The differences in the size of syncytia following F and HN

Co-expression of batMuV F and HN resulted in the formation of syncytia, which were noticeably smaller in comparison to those obtained after the co-expression of hMuV F and HN. When compared to a MuV consensus sequence, that is generated by sequence analysis of 26 different MuV strains and isolates, the corresponding glycoproteins of both human and bat-derived MuV show high levels of sequence homology on aa level: The hMuV F and HN proteins showed 98.9 % or 99.2 % homology to the consensus sequence; batMuV F and HN showed 94.6 % or 91 % homology, respectively (Kruger et al., submitted). Even in the case that a different aa residue is present at a certain position, it is mostly an aa residue with similar characteristics. For the batMuV F protein it was observed, that the total aa homology of the F1 subunit (96.5 %) is higher than that of the F2 subunit (86.5%). In the latter, especially the first 20 aa of the N-terminus of batMuV F, which have the characteristics of a signal peptide (SP; calculated by the SignalIP software), shined out in regard of aa conservation (69 %) in comparison to the corresponding aa residues of the consensus sequence. In contrast to this, the hMuV F2 subunit and the SP showed a high homology to the MuV consensus sequence (97.4 % and 96 %, respectively). To analyze whether the differences in this part of the polypeptides have an influence on the fusogenicity, chimeric F proteins with an exchange of the complete F2 subunit or only the predicted SP were generated und investigated in a fusion assay. In this way it was shown, that F proteins harbouring either the complete hMuV F2 subunit linked to the batMuV F1, or only the hMuV F SP-related aa residues linked to the remaining portion of the batMuV F, mediated the formation of huge syncytia following co-expression with both hMuV or batMuV HN (Kruger et al., submitted).

Those syncytia were larger in size when compared to those obtained after co-expression of batMuV F an HN, and comparable to those which were formed after hMuV F and HN co-expression. In contrast, F protein chimeras comprising the batMuV F2 subunit and the hMuV F1, or the batMuV F SP-related aa residues followed by the aa residues of the hMuV F (without the SP-related portion) induced the formation of smaller syncytia, resembling the phenotype achieved by co-expression of batMuV F and HN (Kruger et al., submitted).

From these results it is concluded, that the SP of the hMuV F enables a more efficient processing and transport of the F protein along the secretory pathway than the batMuV F SP.

7.2.4. Summary

It has been shown that there is a high relatedness between the glycoproteins of batMuV and human MuV strains, not only based on the highly conserved aa sequences, but also on the serological similarity and the functional activity. So far, no infectious MuV has been isolated from bats, but nevertheless the herein before mentioned studies provide some indications for a zoonotic potential of batMuV: (i) The fusion activity is not restricted to the reservoir host. (ii) Based on past studies, the ability to mediate cell-to-cell fusion is associated with the virulence of MuV strains and therefore, the syncytium formation induced after batMuV F and HN co-expression should be considered an important factor for the estimation of the virulence of the batMuV. (iii) Furthermore, the interaction with sialic acids (and the potential usage of them as a cellular receptor for virus entry) provides a widely distributed receptor determinant which is usually present in many animal species.

The in silico analysis of the phylogenetic relatedness of the small hydrophobic protein (SH) of batMuV and MuV genotypes indicates that the batMuV is not a variant of an already known human strain (that might have been introduced into the chiropteran species by accident), but rather a novel MuV strain of an origin different from humans.

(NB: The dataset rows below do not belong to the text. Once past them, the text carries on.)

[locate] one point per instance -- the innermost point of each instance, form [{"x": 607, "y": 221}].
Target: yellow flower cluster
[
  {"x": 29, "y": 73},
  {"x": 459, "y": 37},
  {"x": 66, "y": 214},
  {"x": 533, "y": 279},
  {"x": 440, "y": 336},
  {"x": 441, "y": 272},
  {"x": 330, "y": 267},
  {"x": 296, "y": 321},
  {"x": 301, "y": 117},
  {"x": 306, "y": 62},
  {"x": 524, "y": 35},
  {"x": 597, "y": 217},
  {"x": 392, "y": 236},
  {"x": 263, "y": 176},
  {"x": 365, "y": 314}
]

In this light, it is noteworthy to mention that a MuV vaccination is not included into national immunization programs in African countries and therefore, the people are not protected against MuV infections. Given that monoclonal antibodies directed against the F protein of different MuV strains were able to detect both, hMuV and batMuV F, it is likely that hMuV and batMuV are conspecific and belong to one serogroup and that further a vaccination with the common MuV vaccine could elicit a protective immunity against the batMuV strain investigated in this study.

Based on the data obtained during this study it is feasible, that a batMuV has already been able to infect humans in local areas, although there are no data that support this assumption.

But this is a general problem for infectious diseases with non-specific symptoms on the African continent, as febrile illnesses are often attributed to malaria, yellow fever, dengue fever, etc., treated with therapeutics against the disease with the most-fitting symptoms.

Further testing for very rare, uncommon, or new infectious diseases is either not performed or impossible due to the high costs, missing equipment, lack of medical/ or immunological training, or a lack of tests (especially for so far unknown pathogens).

To get more information about the prevalence of (bat)MuV in Africa, it would be necessary to screen serum samples from humans as well as different mammalian species for the presence of MuV antibodies or RNA. This would give an overview about the distribution and diversity of (bat)MuV strains in Africa and would provide valuable informations for possible epidemiological follow-up studies.